Intro

I’ve started building a web browser and initially set it up with a relatively hacky regex to “parse” the HTML. This had no regard for nested structures and very likely had all kinds of other issues.

The google search results for “build html parser in c++” turn up only one tutorial that only covers parsing one line of html at a time. I would probably like to make some modifications to what I have as I get a bit further into this project, but at the moment the code below has served my basic needs.

Final Product

I find it helpful to see everything at once to get a broad view of how everything comes together. The following sections will break it down a bit further.

#include <string>
#include <vector>
#include <cassert>

using namespace std;

class HTMLElement
{
public:
  string tagName;
  vector<struct HTMLElement *> children;
  struct HTMLElement *parentElement;
  string textContent;
};

enum State
{
  STATE_INIT,
  STATE_START_TAG,
  STATE_READING_TAG,
  STATE_READING_ATTRIBUTES,
  STATE_END_TAG,
  STATE_BEGIN_CLOSING_TAG
};

bool isWhitespace(char c)
{
  return c == ' ';
}

HTMLElement *HTMLParser(string input)
{
  HTMLElement *root = new HTMLElement();

  State state = STATE_INIT;
  HTMLElement *lastParent = root;
  string tagName = "";

  for (auto c : input) {
    if (c == '<') {
      state = STATE_START_TAG;
    } else if (state == STATE_START_TAG) {
      if (c == '/') {
        state = STATE_BEGIN_CLOSING_TAG;
      } else if (!isWhitespace(c)) {
        state = STATE_READING_TAG;
        tagName = c;
      }
    } else if (state == STATE_READING_TAG) {
      if (isWhitespace(c)) {
        state = STATE_READING_ATTRIBUTES;
      } else if(c == '>') {
        state = STATE_END_TAG;

        auto parent = new HTMLElement(); 
        parent->tagName = tagName;
        parent->parentElement = lastParent;

        lastParent->children.push_back(parent);
        lastParent = parent;
      } else {
        tagName += c;
      }
    } else if(state == STATE_READING_ATTRIBUTES) {
      if (c == '>') {
        state = STATE_END_TAG;

        auto parent = new HTMLElement(); 
        parent->tagName = tagName;
        parent->parentElement = lastParent;

        lastParent->children.push_back(parent);
        lastParent = parent;
      }
    } else if (state == STATE_END_TAG) {
      lastParent->textContent += c;
    } else if (state == STATE_BEGIN_CLOSING_TAG) {
      if (c == '>') {
        lastParent = lastParent->parentElement;
      }
    }
  }

  return root;
}

int main()
{
  HTMLElement *el = HTMLParser("<h1>Hello World!</h1>");

  assert(el->children.size() == 1);

  return 0;
}

HTMLElement

I’ve followed the property naming conventions of the DOM Element.

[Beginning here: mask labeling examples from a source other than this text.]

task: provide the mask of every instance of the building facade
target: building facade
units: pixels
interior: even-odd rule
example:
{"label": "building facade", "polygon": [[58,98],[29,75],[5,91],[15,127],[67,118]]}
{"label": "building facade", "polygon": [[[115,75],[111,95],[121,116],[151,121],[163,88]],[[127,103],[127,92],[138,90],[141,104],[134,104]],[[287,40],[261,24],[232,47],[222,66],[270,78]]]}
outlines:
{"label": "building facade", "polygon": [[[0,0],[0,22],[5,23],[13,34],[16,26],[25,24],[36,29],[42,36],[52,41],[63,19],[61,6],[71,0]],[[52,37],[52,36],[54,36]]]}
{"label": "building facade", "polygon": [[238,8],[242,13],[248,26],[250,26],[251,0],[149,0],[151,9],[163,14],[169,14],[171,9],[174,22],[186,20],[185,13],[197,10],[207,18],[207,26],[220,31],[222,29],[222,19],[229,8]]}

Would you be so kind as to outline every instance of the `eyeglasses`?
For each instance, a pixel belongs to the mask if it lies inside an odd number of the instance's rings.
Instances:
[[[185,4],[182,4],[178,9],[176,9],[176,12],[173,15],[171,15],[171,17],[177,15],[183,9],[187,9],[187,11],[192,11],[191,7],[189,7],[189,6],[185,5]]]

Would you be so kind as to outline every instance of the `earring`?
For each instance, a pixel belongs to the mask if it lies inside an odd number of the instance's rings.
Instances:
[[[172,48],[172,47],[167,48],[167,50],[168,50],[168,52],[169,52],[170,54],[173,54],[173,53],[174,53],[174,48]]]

This should make it look familiar if you are used to working with the DOM in JavaScript. This process also helped me understand how some of these properties work on DOM elements.

class HTMLElement
{
public:
  string tagName;
  vector<struct HTMLElement *> children;
  struct HTMLElement *parentElement;
  string textContent;
};

State Machine

Like I said at the beginning, I didn’t really find a good resource to work off of, so ended up charting the course myself. A state machine ended up being the simplest way for me to visualize and work with. I wanted to walk through the html text a single character at a time. The state machine allowed the code to keep track of where in the parsing process it was and (at least to me) makes it easier to understand what’s happening.

enum State
{
  STATE_INIT,
  STATE_START_TAG,
  STATE_READING_TAG,
  STATE_READING_ATTRIBUTES,
  STATE_END_TAG,
  STATE_BEGIN_CLOSING_TAG
};

STATE_INIT

  // Detects when a new html tag has begun (whenever "<" is detected we enter this state)
  if (c == '<') {
    state = STATE_START_TAG;
  }

STATE_START_TAG

  if (state == STATE_START_TAG) {
    // Ignore any whitespace characters until we hit a real character
    if (!isWhitespace(c)) {
      state = STATE_READING_TAG;
      tagName = c;
    }
  }

STATE_READING_TAG

  // Once we have detected the start of a tag, we proceed to read any characters that follow and this forms the `tagName` property
  if (state == STATE_READING_TAG) {
    // Once we hit a whitespace character we transition to STATE_READING_ATTRIBUTES
    if (isWhitespace(c)) {
      state = STATE_READING_ATTRIBUTES;
    }
    // If we hit a > this indicates that we're done reading the start of the tag, so we create a new HTMLElement with the tagName we read 
    else if(c == '>') {
      state = STATE_END_TAG;

      auto parent = new HTMLElement(); 
      parent->tagName = tagName;
      parent->parentElement = lastParent;

      lastParent->children.push_back(parent);
      lastParent = parent;
    } else {
      tagName += c;
    }
  }

STATE_READING_ATTRIBUTES

  // [TODO] I've avoided actually reading attributes for now
  if(state == STATE_READING_ATTRIBUTES) {
    // For now, it is good enough to move to STATE_END_TAG once a ">" is detected
    if (c == '>') {
      state = STATE_END_TAG;

      auto parent = new HTMLElement(); 
      parent->tagName = tagName;
      parent->parentElement = lastParent;

      lastParent->children.push_back(parent);
      lastParent = parent;
    }
  }

STATE_END_TAG

  // This state will be exited when the next "<" is detected and we return to STATE_START_TAG
  if (state == STATE_END_TAG) {
    // Once in this state, we extract any characters into the `textContent` property
    lastParent->textContent += c;
  }

STATE_START_TAG

  // At this point, the html is either closing out a tag or starting a new nested element
  if (state == STATE_START_TAG) {
    // If it's closing one, the "/" character moves us to STATE_BEGIN_CLOSING_TAG
    if (c == '/') {
      state = STATE_BEGIN_CLOSING_TAG;
    } 
    // If it's not a closing tag, the process begins and we start reading a new html element with the previous node as the `parentElement`
    else if (!isWhitespace(c)) {
      state = STATE_READING_TAG;
      tagName = c;
    }
  }

STATE_BEGIN_CLOSING_TAG

  if (state == STATE_BEGIN_CLOSING_TAG) {
    // When a tag has been closed, we set the `lastParent` to its parent
    if (c == '>') {
      // This ensures each sibling gets the correct `parentElement` attached
      lastParent = lastParent->parentElement;
    }
  }

Conclusion

There are probably several cases this doesn’t work for. However, using this starting point, it should be fairly easy to identify what needs to be added to fix issues as they come up.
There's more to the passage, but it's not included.